A new initiative launched by the U.S. federal government, Road to Zero, is on a mission to lower the number of U.S. roadway deaths to zero within the next three decades. It might seem like a lofty goal, but key stakeholders and members of the coalition’s Steering Committee—including AAMVA—think it’s possible.
“The aim of Road to Zero is to get to zero deaths in the next 30 years,” says Debbie Hersman, the president and CEO of the National Safety Council, the lead on the Road to Zero initiative. “That’s the goal. We’ve done this with aviation—there have been several years with zero deaths in commercial aviation—and a lot of people thought that was impossible. We’re really focused on incorporating all of the initiatives that we’ve seen through Toward Zero Deaths, Vision Zero and a number of different groups to get to zero.”
Road to Zero was established in October 2016 by the U.S. Department of Transportation. While U.S. roadway safety initiatives, such as Vision Zero Network and Toward Zero Deaths, already exist, Road to Zero serves as an overarching program. Toward Zero Deaths primarily focuses on supporting state initiatives, while Vision Zero Network focuses mainly on urban efforts. Road to Zero brings these efforts and others together in a national initiative.
The concept of trying to achieve zero roadway deaths originated in Sweden in the late 1990s in its Vision Zero program. The world took note, and various other countries have since adopted similar plans and models for eliminating roadway fatalities. Leah Shahum, the founder and director of Vision Zero Network and a member of the Road to Zero Steering Committee, says Sweden has been able to lower roadway deaths at a much quicker rate than other countries around the world, including the United States, which sees roughly 11 deaths per 100,000 people while Sweden sees around 2.5 per 100,000.
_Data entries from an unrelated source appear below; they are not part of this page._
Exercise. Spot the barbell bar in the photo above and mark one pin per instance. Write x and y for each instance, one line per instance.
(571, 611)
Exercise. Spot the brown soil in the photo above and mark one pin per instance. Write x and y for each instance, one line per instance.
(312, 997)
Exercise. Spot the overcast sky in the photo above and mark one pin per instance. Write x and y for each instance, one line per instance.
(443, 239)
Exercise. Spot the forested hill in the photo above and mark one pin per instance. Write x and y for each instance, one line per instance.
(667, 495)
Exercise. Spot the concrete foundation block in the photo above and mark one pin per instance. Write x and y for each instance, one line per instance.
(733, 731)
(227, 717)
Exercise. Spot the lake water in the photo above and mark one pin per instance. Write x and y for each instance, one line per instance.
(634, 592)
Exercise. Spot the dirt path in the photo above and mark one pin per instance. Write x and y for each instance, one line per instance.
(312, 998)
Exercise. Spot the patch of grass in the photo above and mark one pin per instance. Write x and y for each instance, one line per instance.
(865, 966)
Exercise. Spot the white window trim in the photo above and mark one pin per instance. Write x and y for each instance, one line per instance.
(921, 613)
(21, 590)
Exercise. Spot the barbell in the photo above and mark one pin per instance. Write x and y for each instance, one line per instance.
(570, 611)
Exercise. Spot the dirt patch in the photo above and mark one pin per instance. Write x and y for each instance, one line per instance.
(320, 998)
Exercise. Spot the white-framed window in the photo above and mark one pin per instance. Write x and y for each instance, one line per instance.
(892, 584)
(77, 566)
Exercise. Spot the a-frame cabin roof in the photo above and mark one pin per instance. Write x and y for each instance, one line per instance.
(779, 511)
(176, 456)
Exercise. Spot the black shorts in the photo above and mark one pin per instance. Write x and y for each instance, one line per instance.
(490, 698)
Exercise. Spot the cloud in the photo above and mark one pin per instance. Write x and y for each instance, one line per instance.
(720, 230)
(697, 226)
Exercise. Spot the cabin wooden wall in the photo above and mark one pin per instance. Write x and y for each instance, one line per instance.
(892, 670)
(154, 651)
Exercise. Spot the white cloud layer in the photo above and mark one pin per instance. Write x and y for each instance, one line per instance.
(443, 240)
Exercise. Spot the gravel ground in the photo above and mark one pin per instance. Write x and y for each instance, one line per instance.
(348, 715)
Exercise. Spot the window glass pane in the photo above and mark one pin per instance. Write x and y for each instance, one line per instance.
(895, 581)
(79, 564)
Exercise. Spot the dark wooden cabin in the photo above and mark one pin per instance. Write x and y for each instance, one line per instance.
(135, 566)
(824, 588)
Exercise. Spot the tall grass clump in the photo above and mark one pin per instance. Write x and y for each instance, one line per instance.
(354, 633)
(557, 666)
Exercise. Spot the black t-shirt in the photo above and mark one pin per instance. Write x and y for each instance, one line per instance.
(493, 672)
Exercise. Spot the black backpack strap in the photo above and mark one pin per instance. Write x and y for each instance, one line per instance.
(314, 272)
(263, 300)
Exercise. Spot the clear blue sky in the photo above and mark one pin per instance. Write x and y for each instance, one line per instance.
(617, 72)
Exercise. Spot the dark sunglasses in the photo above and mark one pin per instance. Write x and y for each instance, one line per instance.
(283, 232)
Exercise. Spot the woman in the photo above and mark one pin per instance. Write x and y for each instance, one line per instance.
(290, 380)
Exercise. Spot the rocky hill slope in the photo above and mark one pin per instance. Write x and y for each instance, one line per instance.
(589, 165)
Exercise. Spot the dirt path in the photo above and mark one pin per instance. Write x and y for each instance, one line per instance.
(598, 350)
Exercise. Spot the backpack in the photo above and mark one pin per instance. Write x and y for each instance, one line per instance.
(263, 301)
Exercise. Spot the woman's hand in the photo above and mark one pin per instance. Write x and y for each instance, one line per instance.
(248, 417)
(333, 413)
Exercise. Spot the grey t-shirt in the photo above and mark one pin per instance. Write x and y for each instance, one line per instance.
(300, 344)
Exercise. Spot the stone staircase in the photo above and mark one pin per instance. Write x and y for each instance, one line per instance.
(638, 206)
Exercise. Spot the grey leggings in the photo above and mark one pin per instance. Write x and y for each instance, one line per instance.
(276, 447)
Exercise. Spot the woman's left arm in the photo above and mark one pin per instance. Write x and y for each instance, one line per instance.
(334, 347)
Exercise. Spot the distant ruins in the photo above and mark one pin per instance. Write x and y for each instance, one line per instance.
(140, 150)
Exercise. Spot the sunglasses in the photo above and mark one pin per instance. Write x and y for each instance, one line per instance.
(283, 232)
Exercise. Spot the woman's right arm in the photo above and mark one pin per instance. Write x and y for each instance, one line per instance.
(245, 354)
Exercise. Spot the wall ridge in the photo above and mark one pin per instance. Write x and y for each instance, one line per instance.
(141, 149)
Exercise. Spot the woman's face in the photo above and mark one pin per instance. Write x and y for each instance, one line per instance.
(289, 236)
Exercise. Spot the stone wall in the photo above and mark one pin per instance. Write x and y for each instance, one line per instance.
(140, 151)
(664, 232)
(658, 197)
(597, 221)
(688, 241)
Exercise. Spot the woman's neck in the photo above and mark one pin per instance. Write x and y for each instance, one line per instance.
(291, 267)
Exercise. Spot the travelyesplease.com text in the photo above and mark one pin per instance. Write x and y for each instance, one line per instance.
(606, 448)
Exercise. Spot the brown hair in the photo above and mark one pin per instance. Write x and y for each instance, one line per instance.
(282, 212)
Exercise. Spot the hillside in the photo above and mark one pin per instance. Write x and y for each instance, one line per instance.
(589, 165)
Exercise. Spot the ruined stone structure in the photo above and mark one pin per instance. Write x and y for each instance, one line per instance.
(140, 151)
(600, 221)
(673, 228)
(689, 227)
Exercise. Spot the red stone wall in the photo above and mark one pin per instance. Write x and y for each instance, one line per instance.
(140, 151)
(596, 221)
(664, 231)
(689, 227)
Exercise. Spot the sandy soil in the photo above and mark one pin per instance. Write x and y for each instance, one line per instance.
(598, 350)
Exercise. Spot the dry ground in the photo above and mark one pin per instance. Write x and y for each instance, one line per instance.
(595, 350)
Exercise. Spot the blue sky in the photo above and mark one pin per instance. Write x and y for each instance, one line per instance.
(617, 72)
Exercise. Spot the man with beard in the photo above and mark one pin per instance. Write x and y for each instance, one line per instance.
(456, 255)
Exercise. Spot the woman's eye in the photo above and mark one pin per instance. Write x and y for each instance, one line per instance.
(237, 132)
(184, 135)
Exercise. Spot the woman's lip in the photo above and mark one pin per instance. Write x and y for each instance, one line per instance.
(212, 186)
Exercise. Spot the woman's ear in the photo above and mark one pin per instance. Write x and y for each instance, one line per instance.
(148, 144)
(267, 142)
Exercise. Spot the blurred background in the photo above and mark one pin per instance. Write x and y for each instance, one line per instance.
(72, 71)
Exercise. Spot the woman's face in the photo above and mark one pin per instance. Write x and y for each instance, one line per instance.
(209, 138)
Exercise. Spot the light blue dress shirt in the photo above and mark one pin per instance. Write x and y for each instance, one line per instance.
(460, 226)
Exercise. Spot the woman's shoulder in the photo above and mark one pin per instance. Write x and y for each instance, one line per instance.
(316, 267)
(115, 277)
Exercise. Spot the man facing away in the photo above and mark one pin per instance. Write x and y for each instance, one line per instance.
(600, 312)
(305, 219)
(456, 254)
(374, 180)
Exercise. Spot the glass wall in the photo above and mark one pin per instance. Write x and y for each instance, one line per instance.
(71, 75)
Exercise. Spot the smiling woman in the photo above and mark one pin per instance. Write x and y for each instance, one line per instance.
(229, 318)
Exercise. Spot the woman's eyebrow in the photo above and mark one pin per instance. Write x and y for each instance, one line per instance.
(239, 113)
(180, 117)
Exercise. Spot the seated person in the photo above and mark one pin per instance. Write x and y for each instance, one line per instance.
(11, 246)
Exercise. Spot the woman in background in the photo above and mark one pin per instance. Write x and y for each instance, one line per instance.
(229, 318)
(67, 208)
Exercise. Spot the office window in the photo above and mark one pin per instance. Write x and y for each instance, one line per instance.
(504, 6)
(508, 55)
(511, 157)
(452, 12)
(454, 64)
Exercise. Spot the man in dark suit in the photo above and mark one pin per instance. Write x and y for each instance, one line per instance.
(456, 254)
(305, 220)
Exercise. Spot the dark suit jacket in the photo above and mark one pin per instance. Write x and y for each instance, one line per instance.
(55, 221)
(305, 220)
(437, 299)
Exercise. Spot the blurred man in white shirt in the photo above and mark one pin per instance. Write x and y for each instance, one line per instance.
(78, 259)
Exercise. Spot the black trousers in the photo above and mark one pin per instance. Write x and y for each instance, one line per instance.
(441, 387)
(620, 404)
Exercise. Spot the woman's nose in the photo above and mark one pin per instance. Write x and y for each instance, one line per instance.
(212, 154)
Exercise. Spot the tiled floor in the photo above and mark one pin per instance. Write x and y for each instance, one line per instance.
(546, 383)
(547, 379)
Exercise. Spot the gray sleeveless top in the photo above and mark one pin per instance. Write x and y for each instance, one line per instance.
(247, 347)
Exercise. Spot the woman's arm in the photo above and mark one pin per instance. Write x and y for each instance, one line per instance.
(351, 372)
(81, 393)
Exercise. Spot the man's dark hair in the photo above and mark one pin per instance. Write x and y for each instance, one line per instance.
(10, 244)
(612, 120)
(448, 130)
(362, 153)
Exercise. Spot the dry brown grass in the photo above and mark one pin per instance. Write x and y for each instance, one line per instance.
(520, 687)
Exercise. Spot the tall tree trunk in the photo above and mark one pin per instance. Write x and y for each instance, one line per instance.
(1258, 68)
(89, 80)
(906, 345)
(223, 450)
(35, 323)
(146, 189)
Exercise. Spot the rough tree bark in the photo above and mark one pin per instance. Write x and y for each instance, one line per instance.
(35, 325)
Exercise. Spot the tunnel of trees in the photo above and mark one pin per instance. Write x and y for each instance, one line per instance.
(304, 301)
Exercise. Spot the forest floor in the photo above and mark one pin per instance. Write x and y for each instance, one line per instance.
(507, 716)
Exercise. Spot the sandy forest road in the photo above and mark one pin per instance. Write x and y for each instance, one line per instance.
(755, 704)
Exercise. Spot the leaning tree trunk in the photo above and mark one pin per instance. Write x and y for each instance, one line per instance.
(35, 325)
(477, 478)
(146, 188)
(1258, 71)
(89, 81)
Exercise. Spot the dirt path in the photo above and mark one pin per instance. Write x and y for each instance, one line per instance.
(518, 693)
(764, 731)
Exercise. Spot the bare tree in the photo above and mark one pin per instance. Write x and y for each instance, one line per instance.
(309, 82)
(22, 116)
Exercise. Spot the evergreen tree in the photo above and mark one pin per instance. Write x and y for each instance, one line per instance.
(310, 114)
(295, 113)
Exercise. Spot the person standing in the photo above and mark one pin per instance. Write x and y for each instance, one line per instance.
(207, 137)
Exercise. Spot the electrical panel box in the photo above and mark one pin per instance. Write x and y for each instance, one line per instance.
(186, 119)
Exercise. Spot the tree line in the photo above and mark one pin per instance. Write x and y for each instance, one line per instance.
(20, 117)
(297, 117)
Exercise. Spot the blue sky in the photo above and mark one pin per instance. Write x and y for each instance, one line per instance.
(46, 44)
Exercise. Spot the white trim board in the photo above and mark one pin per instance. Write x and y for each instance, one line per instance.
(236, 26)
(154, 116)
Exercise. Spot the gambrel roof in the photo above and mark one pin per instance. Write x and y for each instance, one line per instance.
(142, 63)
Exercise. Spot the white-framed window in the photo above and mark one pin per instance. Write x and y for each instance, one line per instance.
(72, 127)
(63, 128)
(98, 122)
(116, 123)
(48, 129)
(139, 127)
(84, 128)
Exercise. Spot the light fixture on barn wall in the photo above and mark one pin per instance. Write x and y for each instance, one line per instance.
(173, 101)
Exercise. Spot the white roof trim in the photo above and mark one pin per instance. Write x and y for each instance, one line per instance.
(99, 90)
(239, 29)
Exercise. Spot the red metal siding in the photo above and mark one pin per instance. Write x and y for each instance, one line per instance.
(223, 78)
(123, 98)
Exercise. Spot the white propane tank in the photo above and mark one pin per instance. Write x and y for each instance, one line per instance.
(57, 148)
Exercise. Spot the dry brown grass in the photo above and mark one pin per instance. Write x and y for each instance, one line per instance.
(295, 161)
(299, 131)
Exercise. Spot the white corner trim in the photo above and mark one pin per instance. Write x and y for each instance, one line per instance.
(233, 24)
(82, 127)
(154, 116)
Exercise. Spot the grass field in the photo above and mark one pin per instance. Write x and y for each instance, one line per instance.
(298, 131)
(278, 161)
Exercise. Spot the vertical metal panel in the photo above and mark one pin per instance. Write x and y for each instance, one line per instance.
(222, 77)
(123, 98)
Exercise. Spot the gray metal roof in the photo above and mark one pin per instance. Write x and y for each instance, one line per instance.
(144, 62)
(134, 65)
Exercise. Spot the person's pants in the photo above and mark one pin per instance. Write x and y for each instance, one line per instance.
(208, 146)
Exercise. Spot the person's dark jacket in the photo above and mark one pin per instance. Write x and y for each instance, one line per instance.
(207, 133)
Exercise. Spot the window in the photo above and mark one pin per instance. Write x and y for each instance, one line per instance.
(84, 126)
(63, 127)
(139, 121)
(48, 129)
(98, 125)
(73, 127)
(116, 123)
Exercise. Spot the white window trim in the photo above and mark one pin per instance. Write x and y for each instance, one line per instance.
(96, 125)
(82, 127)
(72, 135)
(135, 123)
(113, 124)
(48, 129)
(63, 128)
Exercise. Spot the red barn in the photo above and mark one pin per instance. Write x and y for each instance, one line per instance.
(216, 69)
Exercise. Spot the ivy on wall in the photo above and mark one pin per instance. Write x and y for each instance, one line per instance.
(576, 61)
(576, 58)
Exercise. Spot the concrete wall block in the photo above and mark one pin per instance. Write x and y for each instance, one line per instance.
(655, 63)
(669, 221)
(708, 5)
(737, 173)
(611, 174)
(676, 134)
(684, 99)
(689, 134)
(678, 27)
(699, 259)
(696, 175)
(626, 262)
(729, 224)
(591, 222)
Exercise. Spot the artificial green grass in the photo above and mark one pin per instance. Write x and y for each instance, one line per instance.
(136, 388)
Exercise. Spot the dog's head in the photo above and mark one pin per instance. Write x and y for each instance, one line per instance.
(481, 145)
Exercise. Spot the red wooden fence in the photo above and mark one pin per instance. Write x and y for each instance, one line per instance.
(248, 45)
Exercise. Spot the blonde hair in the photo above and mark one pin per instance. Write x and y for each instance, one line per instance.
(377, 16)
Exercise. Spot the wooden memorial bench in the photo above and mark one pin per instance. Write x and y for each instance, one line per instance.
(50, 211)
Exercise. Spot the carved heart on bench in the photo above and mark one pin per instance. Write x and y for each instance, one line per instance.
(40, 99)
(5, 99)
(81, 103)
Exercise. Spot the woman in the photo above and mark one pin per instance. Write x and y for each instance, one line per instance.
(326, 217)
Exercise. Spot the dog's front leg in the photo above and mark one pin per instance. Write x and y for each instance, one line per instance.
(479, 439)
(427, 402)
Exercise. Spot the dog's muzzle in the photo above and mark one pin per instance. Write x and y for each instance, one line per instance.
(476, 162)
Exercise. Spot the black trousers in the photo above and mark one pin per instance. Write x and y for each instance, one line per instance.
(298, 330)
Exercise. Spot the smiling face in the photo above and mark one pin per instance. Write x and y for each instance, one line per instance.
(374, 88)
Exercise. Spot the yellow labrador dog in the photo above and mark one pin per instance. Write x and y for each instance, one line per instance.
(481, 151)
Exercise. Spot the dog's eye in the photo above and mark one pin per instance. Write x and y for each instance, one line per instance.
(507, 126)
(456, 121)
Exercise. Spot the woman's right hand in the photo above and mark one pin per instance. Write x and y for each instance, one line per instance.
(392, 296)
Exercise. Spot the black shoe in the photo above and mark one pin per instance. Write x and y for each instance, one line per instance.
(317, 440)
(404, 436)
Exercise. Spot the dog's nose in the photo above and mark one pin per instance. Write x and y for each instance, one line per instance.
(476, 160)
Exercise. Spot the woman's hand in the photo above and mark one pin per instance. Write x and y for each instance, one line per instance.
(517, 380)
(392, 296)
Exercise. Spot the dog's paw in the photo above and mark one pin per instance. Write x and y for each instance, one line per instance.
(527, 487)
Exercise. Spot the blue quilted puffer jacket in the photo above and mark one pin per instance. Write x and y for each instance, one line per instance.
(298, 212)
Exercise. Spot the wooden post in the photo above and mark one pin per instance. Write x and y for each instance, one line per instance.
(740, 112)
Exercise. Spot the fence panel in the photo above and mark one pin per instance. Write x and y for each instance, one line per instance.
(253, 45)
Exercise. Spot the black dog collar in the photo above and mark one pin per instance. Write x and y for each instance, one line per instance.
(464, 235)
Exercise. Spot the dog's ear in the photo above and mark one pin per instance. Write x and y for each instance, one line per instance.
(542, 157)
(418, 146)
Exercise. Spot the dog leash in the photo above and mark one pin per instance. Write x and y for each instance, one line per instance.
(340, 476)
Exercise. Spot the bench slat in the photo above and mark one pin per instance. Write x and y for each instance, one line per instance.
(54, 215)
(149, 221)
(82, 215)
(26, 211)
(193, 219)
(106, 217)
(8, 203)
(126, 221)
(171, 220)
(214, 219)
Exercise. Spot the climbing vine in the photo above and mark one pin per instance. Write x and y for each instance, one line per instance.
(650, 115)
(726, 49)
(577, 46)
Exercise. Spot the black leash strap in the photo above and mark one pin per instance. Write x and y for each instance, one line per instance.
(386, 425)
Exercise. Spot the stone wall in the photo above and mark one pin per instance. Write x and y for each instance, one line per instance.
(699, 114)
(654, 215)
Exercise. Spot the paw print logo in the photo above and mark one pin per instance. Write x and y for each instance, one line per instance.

Shahum thinks the key to achieving the same success as Sweden lies in changing our mindset and approach. “For too long, traffic deaths have been almost unconsciously accepted in our society,” she says. “It’s almost as if, societally, we’ve been conditioned to believe that there’s this trade-off, an unavoidable cost of doing business that to live in a modern society, you’re going to have these terrible accidents. What Vision Zero says is, these aren’t accidents. We can manage these. These are largely predictable and we can change outcomes by making decisions about the built environment and policies and technology that support safety. These are decisions we can make to result in safer conditions and behaviors.”
Getting roadway deaths down to zero in 30 years will require a combined effort from government agencies, members of the private sector and associations such as AAMVA to combat everything from pedestrian safety and speeding to impaired driving and texting while driving. Hersman says all aspects of roadway safety are being addressed as part of Road to Zero, including the promise technology holds.